The Tories predictably dismissed calls for a Government of National Unity, but yesterday new Labour leader Keir Starmer did succeed in his call for parliament to resume working on 21 April.
That’s good news. But the Commons failed to force urgency from the government during the early stages of the pandemic – inevitable perhaps given the “winner takes all” nature of British democracy which is designed to work against collaboration or serious challenge. Indeed, the spectacle of Tory MPs surging round Boris Johnson at the speakers’ chair in March suggests a belief in personal invulnerability is worryingly embedded at Westminster.
So, what can Labour achieve as the virtual Official Opposition?
Keir Starmer must tread a fine line. Neither he nor his new bench want to look petty or point-scoring. He’s already said it’s “not the time” to ask if the government was too slow to act. Agreed. But the public has a reasonable fear that the government’s early cavalier response may still be an instinctive reflex among decision-makers. It will take direct questioning to reassure on that front, not pulled punches or Churchillian reassurances.
The public also needs leaders to give political shape to the profound re-evaluation of human worth taking place among the entire, door-step clapping electorate, but so far, political leaders have ducked the opportunity to broaden and deepen debate. The Archbishop of Canterbury felt able to say on yesterday’s Marr Show; “If we continue to let the market rule – there will be enormous suffering.” Well, quite.
But Starmer has been reluctant to re-open big arguments about Britain’s dangerously unfair distribution of wealth. Memories of Jeremy Corbyn’s failed efforts are fresh. But someone must start that ball rolling. And if not Labour then who? Shadow Foreign Secretary Lisa Nandy said this weekend she wants a transformed country after coronavirus, with higher pay for key workers. But she went on to insist that government must listen more to front line workers. Really? More listening. Will that really cut it?
Caution is understandable, but citizens need leadership from democratic sources, not comfort from unelected figures whose authority is questioned by substantial sections of the population.
There’s been a lot of admirable straight-talking from scientists, but some let-downs too. The government’s scientific advisers failed to deliver the full awful truth about the scale of threat for two valuable months – a revelation that’s dented confidence in those steering government strategies.
Analogies are constantly made between war and this pandemic, so perhaps we shouldn’t be surprised to learn truth has been an early casualty. Equally, the profound shock of the last three weeks will have knocked much complacency out of the system.
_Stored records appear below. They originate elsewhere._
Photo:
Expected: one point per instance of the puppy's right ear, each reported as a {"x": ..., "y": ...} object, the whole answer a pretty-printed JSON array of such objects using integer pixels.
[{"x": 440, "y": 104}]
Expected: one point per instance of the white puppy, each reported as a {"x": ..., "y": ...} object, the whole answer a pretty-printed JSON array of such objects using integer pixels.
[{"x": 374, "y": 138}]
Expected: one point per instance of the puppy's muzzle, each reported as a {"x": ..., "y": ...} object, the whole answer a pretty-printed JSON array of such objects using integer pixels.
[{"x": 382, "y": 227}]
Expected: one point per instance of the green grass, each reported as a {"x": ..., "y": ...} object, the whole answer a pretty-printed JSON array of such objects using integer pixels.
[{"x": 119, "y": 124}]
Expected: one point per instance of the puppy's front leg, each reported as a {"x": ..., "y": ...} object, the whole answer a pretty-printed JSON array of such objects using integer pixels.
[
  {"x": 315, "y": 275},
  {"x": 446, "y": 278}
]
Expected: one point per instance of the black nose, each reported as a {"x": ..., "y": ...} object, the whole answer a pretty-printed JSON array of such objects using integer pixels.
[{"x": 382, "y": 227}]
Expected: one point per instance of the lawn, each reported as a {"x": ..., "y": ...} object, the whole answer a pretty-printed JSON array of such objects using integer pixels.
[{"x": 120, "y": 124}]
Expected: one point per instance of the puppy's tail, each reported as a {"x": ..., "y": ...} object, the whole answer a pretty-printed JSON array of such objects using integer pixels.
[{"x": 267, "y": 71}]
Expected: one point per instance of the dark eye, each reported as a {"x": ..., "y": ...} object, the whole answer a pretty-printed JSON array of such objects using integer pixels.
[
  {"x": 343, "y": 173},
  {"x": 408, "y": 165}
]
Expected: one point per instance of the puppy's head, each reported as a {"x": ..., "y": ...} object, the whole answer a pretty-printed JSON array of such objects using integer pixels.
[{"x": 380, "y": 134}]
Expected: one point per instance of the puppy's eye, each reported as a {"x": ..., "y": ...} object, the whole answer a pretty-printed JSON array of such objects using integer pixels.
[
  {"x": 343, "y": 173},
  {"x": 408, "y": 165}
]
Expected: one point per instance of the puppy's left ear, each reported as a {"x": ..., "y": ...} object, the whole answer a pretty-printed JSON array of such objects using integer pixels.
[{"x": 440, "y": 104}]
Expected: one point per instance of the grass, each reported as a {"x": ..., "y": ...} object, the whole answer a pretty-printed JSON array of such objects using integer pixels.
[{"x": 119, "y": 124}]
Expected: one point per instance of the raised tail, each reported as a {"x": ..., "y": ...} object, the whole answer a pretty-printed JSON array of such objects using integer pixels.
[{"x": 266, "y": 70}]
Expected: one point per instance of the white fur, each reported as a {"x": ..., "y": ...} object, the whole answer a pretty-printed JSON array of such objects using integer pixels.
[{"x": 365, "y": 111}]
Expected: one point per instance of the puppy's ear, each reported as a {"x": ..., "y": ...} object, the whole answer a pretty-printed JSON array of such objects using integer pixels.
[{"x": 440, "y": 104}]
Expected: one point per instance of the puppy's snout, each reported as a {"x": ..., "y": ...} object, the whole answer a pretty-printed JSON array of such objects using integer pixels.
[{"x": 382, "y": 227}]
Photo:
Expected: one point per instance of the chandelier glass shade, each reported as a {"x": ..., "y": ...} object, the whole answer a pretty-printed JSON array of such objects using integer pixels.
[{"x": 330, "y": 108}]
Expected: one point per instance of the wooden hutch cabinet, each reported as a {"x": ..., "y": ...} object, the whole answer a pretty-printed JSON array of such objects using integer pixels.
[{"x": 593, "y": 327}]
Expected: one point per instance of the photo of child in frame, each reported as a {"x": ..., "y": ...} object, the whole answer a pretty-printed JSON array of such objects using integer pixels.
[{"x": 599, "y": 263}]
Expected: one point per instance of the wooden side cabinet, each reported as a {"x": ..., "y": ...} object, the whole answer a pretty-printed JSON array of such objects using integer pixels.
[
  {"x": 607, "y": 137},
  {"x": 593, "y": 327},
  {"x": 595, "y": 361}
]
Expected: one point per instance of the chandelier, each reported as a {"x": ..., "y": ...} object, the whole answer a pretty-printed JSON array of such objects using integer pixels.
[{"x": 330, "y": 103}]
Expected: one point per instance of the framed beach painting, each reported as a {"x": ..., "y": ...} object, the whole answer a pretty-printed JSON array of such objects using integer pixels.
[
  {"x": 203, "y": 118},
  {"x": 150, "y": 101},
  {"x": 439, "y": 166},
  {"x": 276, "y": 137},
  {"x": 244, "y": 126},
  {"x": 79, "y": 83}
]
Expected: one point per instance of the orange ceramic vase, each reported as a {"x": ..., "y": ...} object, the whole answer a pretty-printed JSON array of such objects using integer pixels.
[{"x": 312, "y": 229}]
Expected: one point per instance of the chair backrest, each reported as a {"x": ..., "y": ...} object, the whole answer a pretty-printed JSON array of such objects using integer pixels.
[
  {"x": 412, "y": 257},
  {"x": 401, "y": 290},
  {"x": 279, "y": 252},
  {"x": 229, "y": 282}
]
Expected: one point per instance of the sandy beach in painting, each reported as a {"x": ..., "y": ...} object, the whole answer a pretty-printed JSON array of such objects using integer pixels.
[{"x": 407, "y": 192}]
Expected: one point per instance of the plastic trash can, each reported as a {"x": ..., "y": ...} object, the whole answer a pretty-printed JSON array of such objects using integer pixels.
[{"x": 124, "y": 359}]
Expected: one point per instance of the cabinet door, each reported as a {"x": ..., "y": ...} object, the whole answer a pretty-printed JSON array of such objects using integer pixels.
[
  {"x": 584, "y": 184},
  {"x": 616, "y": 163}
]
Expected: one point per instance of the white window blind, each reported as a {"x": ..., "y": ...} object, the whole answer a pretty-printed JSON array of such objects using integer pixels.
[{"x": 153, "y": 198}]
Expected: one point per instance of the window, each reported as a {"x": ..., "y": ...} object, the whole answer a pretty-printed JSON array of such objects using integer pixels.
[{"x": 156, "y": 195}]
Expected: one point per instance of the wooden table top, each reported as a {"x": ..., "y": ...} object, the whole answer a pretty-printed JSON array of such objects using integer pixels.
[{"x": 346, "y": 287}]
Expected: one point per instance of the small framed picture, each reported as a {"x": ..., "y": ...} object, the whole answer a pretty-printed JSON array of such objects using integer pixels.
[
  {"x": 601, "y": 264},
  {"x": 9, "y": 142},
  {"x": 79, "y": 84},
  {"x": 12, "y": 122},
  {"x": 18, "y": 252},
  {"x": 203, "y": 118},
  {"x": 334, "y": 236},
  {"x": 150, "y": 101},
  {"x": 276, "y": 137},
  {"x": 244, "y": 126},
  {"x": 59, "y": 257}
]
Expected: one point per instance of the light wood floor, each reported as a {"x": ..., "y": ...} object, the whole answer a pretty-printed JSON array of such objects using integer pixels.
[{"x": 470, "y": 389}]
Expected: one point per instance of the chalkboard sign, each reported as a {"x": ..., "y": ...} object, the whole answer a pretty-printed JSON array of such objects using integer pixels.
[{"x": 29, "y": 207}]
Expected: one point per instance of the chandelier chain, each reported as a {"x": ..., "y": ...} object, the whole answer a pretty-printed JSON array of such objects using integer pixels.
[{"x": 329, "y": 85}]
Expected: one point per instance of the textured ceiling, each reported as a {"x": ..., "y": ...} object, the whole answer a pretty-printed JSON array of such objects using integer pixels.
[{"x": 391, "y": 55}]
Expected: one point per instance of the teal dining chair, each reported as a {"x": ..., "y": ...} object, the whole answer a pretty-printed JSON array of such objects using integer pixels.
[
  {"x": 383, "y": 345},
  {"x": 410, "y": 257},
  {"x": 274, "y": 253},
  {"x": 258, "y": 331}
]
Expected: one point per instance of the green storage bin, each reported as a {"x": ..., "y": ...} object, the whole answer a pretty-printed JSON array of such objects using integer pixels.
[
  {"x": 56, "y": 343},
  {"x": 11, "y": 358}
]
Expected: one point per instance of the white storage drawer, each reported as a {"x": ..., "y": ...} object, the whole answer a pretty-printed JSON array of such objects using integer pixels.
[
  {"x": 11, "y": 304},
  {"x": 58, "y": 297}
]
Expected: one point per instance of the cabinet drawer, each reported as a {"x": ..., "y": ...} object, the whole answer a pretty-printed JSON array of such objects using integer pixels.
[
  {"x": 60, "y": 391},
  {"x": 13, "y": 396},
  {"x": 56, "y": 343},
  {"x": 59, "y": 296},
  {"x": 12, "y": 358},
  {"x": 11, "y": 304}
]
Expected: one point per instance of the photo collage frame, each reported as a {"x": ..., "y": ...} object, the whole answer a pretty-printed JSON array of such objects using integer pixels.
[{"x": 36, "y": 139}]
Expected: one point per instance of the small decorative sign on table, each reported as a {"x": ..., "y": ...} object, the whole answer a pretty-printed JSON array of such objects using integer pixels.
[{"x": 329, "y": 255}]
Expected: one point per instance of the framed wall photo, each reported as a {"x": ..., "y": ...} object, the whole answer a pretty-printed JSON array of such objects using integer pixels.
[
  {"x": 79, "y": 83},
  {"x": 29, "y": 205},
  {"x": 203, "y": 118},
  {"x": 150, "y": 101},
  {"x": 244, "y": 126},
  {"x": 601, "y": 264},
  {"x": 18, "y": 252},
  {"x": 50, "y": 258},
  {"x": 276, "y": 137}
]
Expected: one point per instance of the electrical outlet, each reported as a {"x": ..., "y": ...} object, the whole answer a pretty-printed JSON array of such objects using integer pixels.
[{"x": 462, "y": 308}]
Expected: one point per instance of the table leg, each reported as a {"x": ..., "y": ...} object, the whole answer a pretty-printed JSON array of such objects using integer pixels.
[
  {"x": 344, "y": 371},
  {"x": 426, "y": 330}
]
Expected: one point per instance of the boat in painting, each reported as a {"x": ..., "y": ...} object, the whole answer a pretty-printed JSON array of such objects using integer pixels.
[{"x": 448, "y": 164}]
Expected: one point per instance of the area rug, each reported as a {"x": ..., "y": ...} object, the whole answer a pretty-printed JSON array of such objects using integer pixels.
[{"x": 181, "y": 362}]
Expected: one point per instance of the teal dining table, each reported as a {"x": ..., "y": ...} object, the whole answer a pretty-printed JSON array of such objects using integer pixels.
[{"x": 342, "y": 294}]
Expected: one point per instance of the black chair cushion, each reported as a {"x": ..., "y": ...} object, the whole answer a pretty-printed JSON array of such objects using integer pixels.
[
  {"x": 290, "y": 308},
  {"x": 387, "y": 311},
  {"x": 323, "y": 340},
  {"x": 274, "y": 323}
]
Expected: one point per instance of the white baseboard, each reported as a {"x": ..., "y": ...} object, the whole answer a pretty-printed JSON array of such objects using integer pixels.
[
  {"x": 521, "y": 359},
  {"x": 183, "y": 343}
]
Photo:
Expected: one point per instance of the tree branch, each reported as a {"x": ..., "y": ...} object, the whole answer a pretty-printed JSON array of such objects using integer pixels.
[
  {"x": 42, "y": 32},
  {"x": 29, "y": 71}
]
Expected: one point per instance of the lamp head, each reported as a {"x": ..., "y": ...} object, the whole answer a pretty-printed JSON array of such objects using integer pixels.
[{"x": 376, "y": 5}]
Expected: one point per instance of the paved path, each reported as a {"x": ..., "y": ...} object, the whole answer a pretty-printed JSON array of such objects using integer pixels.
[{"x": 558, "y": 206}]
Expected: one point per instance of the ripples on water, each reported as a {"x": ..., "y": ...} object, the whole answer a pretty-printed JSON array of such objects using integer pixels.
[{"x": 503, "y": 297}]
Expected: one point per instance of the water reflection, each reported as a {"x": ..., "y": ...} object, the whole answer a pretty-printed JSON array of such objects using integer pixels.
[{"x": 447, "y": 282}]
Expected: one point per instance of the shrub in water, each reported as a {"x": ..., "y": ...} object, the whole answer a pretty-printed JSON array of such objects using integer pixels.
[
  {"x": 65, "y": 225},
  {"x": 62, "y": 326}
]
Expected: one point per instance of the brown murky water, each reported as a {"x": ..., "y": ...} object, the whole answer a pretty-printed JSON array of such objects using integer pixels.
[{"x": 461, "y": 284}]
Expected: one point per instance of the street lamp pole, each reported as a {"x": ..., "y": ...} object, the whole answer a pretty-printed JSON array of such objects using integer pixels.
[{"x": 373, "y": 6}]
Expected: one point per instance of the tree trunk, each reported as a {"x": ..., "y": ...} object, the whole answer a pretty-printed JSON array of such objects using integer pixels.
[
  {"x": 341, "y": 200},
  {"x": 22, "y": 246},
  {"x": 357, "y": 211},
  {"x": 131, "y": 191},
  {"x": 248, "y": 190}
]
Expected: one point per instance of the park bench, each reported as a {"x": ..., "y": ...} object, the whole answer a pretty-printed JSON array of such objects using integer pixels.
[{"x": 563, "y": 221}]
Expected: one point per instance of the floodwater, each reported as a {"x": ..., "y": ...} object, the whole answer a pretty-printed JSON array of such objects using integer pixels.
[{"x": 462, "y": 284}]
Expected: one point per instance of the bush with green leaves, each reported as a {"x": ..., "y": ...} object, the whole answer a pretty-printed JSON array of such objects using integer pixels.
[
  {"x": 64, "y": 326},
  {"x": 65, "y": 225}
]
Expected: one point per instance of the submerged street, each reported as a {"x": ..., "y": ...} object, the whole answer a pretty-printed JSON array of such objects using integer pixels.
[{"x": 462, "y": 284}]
But that shocking story highlights weaknesses we know to be endemic in the British state – a tradition of deference, and a myth of exceptionalism, as Irish writer Fintan O’Toole has described it.
So, it’s been left to “independent” scientists to boldly go where politicians and some advisers fear to tread. It was the chief executive of the Wellcome Trust, Sir Jeremy Farrar, who delivered the gloomy news this weekend, that “second and third waves of this illness are almost inevitable”. He also made clear that global supplies of a Covid-19 vaccine can’t be created by “borrowing” vaccination resources from campaigns to combat other serious diseases like measles.
These are tough realities we need to think about and process.
So of course political leaders must respect our current emotional fragility – but democracy demands they are honest and robust as well.